Les États-Unis viennent de réaffirmer, mercredi 29 avril à Rabat, leur reconnaissance officielle de la souveraineté du Maroc sur le Sahara, tout en qualifiant l’initiative marocaine d’autonomie d’« unique base d’une solution juste et durable » au différend territorial. Cette déclaration, signée par le secrétaire d’État adjoint Christopher Landau à l’issue d’un entretien avec le chef de la diplomatie marocaine Nasser Bourita, marque une inflexion claire dans la formulation américaine.
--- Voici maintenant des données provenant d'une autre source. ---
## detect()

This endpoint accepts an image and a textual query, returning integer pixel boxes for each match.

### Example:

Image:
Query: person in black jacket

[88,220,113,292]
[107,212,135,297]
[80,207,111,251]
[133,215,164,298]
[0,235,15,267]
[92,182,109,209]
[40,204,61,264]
Elle éloigne toute ambiguïté sur la position de Washington, qui ne présente plus l’autonomie comme une option parmi d’autres, mais comme le seul cadre acceptable.
Christopher Landau a été précis : les États-Unis soutiennent désormais activement les investissements américains au Sahara, une dimension jusqu’ici discrète de leur politique. En appelant à une solution « sans délai indéfini », le diplomate américain a également mis en cause la stagnation des processus onusiens. Il a explicitement cité la résolution 2797 du Conseil de sécurité, tout en rappelant que l’administration Trump, puis celle de Joe Biden, n’avaient jamais démenti la reconnaissance proclamée fin 2020. Cette continuité transpartisane, inhabituelle sur un dossier aussi sensible, confirme que Washington traite désormais le Sahara comme un territoire marocain à part entière.
Cette réaffirmation s’inscrit dans une séquence diplomatique longue de quatre ans. Depuis la reconnaissance historique proclamée par Donald Trump en échange de la normalisation maroco‑israélienne, les États-Unis n’avaient plus fait de déclaration d’une telle intensité. Le geste intervient alors que le Polisario et l’Algérie multiplient les offensives juridiques et médiatiques pour contester l’annexion de fait. Sur le terrain, le cessez‑le‑feu de 1991 est en lambeaux, et le mandat de la Minurso reste sous tension. En rappelant son soutien au « partenariat de 250 ans » entre Rabat et Washington, Landau ancre aussi cette position dans une relation stratégique unique en Afrique du Nord.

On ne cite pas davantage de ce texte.